Suffolk Show: Farm workers' long service awards
- Published
A group of farm workers who have over 1,000 years of service between them are to be recognised.
Princess Anne will present 29 men and women with Suffolk Agricultural Association long service awards on the first day of the Suffolk Show.
One of them, Ivan Taylor, 73, has worked on the same farm in Parham for more than 60 years.
He said: "I haven't regretted a day of working since I've been here. I've enjoyed it all the while."
HRH The Princess Royal is presenting the framed certificates on Wednesday.
Each of the recipients has worked for the same employer for at least 30 years, with three of them clocking up more than 60 years.
Faggots and muck
Mr Taylor, from Hacheston, started at PC Kindred & Son in Parham as a 12-year-old in 1950 when he started a Saturday job cutting faggots of sticks.
He went on to also work an hour every day after school - earning two shillings a week.
Full-time employment started in 1953 when almost all the work, including moving heavy bags of grain, was done manually.
"These sacks were massive and you had to take them to the loft for storing because everything had to go uphill so that it flowed downhill for grinding," he said.
"You mucked out the pigs using a fork and wheelbarrow, put it on a muck heap, and then on Saturday you loaded that muck on to a horse and tumble and took it up to the big muck heap."
Mr Taylor said his education came from the older workers on the farm.
"If you weren't right sure, you asked them again and they'd tell you again and show you.
"But if you didn't do as you was told, cor, you heard on it."
Sub-freezing temperatures
Mr Taylor has seen the mechanisation of agriculture and changes in genetic and chemical technology.

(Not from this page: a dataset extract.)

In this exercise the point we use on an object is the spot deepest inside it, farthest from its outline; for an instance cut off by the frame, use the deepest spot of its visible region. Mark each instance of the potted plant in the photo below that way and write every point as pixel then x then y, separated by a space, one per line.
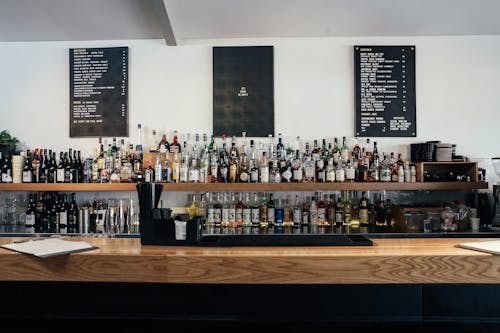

Since 1999, his manager has been Alys Thompson from the Kindred family.
She said: "He is totally committed to the business.
"During the sub-freezing temperatures of this past winter when most people his age would have been happy to stay at home and keep warm, Ivan was out every morning helping to defrost the water pipes around the pigs.
"Even when he is not at work, he often drives around to check that everything is in order and the youngsters are doing the job properly."
BBC Suffolk is at stand 497 and will be broadcasting from the show throughout both days.